HEA of AI-Based Solutions for DR Screening
The previous section indicated that the existing reports of HEA of AI-based solutions for DR screening are from countries with established teleophthalmology programs, and systems for training and regular examination of human assessors for DR screening (i.e., United Kingdom and Singapore). Having reviewed these reports, one would arrive at the conclusion that semi-automated screening models are cost-effective (Table 2).20,34,50 Tufail et al.20 reported the cost saving to be 12% to 21% for DR screening in the United Kingdom using ML (an AI-based technology) in comparison with human assessors.17,20 A Scottish study showed a 46.7% cost-reduction by replacing first-level human assessment with automated grading in a national DR screening program.34,37 A study from Singapore suggested that the semi-automated/AI-assisted screening model is cost-effective compared to human assessment for DR screening over a lifetime horizon.50 However, there is no published HEA of a fully-automated DR screening model to date.
Table 2.
Author, Year, Country | Comparators | Screening Model | Measurement of Effect | Economic Outcomes |
---|---|---|---|---|
Scotland et al,34 2007, UK | Semi-automated grading (hybrid approach) vs. manual grading alone | Digital photography and multilevel manual grading systems | The number of appropriate screening outcomes (i.e., defined as final decisions appropriate to actual grade of retinopathy present) and true referable cases detected in one year | Compared to the manual grading model, the semi-automated model led to a saving of £4088 per additional referable case detected, and of £1990 per additional appropriate screening outcome. |
Tufail et al,20 2016, UK | AI-based ML tool as placement for initial manual grading (semi-automated hybrid) | AI-based (ML) two-field fundus photos | Appropriate outcomes (defined as identification of DR present vs. absent by the AI-based software) | AI-based semi-automated hybrid approach (Retmarker and EyeArt) had sufficient specificity to make them cost-effective to manual grading alone, as ICER was $18.69 and $7.14, respectively |
Xie et al,50 2019, Singapore | Semi-automated hybrid approach (DLS-based) vs. manual grading alone | Retinal fundus photographs | QALYs | DLS-based (semi-automated hybrid approach) resulted in a lifetime cost-saving of $135 per patient while maintaining comparable QALYs gained. |
QALYs, quality-adjusted life years;
ICER, incremental cost-effectiveness ratio;
manual grading is equivalent to human assessment.
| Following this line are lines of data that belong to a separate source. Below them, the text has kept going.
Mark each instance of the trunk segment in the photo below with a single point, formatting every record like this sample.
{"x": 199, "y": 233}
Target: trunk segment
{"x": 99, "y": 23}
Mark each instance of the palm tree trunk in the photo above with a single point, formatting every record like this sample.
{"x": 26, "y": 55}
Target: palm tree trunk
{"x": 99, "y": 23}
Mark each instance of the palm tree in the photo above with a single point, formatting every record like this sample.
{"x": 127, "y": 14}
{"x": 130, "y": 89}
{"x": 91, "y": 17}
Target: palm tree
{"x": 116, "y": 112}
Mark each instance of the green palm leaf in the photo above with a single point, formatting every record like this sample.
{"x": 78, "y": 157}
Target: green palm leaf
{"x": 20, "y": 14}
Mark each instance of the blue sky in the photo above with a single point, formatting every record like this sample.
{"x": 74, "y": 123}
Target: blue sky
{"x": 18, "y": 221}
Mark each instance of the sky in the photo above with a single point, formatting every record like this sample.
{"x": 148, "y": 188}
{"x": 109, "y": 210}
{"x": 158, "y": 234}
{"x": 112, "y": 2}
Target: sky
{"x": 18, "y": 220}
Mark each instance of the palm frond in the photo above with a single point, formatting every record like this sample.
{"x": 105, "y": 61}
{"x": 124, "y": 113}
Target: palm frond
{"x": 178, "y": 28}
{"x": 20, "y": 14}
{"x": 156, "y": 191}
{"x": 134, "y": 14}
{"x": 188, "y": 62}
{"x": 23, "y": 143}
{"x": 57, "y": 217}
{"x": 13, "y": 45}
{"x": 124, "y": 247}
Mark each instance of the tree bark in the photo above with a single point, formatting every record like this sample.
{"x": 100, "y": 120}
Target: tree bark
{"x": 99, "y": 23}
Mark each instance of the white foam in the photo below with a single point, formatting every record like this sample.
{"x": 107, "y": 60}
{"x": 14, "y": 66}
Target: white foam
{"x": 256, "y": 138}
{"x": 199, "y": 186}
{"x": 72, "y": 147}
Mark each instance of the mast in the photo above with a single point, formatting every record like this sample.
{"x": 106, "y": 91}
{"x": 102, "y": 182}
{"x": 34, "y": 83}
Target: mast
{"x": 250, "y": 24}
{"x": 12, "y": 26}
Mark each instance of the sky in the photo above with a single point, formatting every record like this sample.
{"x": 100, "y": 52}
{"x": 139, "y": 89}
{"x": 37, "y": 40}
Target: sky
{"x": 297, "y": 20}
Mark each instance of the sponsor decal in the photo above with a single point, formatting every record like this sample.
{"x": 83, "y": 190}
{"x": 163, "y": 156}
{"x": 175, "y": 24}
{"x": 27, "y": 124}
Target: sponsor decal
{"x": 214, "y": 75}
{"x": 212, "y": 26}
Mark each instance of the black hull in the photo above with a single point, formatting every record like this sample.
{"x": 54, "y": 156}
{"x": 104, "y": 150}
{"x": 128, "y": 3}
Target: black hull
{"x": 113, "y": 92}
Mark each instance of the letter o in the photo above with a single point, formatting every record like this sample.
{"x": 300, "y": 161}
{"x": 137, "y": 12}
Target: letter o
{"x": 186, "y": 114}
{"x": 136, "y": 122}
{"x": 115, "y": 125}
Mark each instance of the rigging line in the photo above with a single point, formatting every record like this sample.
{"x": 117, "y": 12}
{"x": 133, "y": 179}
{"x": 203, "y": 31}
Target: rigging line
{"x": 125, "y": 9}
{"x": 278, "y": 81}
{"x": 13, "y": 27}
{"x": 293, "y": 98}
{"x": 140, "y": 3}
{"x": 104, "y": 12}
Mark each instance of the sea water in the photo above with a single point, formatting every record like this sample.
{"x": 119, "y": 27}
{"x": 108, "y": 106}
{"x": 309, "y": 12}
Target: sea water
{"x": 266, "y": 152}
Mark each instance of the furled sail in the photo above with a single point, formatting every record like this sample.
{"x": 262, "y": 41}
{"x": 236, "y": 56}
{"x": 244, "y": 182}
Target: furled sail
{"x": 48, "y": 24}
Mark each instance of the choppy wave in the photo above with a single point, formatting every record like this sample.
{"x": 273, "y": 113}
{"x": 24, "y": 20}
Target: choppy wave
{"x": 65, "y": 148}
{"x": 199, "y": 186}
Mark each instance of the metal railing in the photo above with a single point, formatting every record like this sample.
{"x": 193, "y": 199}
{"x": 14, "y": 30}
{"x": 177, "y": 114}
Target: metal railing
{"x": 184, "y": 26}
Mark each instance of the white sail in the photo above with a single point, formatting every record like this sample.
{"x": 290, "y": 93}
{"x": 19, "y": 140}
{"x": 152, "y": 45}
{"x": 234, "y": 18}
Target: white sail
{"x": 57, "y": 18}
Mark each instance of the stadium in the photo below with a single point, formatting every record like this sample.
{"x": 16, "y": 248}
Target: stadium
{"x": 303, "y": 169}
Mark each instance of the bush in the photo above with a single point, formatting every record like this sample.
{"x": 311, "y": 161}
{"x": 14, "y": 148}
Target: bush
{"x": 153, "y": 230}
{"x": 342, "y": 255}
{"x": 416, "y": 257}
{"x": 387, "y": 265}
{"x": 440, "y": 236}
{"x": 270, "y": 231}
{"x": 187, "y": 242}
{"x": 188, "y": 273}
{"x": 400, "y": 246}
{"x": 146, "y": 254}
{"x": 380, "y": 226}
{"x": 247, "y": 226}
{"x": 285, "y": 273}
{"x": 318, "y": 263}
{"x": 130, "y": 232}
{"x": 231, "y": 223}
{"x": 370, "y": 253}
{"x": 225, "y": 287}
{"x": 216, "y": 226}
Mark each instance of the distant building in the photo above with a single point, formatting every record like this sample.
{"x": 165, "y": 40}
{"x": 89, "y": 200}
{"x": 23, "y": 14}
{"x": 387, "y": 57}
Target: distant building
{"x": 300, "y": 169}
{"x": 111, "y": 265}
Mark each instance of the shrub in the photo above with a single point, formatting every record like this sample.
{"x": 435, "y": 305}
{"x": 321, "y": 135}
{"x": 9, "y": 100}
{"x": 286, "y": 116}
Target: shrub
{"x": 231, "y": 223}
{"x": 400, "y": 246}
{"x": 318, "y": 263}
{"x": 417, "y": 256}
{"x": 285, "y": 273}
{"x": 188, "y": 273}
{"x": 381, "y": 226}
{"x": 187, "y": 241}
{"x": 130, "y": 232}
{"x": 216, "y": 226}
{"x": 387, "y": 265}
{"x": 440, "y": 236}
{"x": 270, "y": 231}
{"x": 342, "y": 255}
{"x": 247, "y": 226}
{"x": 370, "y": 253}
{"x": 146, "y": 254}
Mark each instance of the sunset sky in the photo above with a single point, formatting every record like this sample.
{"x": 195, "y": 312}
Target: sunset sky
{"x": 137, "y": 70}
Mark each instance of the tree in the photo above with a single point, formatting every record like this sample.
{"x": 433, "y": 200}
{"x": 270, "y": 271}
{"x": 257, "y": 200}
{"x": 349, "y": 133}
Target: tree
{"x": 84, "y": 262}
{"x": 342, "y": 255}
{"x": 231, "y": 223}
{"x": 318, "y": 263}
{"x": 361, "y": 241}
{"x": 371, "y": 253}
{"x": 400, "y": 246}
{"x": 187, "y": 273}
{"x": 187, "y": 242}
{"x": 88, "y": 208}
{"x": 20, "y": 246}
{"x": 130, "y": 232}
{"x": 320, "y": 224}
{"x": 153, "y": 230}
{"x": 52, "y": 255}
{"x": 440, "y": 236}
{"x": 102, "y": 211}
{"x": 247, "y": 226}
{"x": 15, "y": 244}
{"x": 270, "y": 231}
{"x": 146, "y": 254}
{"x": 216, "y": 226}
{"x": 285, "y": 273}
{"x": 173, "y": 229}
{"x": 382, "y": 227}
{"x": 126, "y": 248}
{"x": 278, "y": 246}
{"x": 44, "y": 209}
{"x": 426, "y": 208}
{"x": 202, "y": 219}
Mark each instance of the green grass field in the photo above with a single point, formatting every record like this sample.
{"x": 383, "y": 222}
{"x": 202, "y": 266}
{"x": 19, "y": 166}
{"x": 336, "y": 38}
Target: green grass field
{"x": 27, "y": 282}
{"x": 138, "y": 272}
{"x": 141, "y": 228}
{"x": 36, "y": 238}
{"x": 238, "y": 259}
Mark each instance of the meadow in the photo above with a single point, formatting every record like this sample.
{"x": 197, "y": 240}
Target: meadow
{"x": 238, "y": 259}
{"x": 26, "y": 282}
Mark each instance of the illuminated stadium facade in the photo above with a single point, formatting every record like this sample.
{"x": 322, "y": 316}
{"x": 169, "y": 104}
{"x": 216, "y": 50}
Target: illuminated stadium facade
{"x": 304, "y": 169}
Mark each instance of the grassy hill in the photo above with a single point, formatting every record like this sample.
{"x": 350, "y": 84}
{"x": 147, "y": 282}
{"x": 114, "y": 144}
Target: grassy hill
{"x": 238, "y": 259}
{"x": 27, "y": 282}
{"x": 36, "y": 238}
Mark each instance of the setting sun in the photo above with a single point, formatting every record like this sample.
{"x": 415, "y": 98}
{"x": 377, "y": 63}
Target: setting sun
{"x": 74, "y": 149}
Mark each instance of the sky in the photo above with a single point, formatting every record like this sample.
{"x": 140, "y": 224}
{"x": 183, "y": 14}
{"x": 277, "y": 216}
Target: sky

Implications of False Negatives (FNs) in Screening Programs
FN cases are patients with referable DR that are mislabeled as being normal. As a result, these patients may receive delayed care if they are only referred at a subsequent screening interval that could be months or years later. The clinical impact of delayed care is the risk of interim disease progression.51 For DR this can lead to permanent vision loss in severe cases, as they tend to progress faster.52 Even when effective treatment is readily available, a high FN rate puts patients at increased risk of disease progression and vision loss.53,54 Notwithstanding the financial burden on the health care system from disease progression due to late detection, studies also report a psychological impact on patients, loss of public confidence in screening programs, and legal implications as other major consequences of FNs.55
Implications of False Positives (FPs) in Screening Programs
In contrast to FN, a high FP rate of screening programs results in referrals of normal screening subjects for further assessment by an ophthalmologist when it is not required. This will create additional costs for the health care system in terms of resources and manpower being utilized to attend to unnecessary referrals. Moreover, FPs from a screening program could result in unnecessary anxiety and psychological stress for patients.54 However, there is no expert consensus on the acceptable FP rate performance for DR screening to date.56
Image quality is another important consideration in real-world screening implementation. Images with low quality (ungradable images) would be referred to the assessors and could incur additional costs for regrading images or repeat image acquisition if necessary. Nevertheless, the treatment of ungradable images as FP is not yet standard practice. In reports of DL models, several groups have excluded ungradable images from their analyses.18,54 However, this may not reflect the true performance of these solutions in practical application.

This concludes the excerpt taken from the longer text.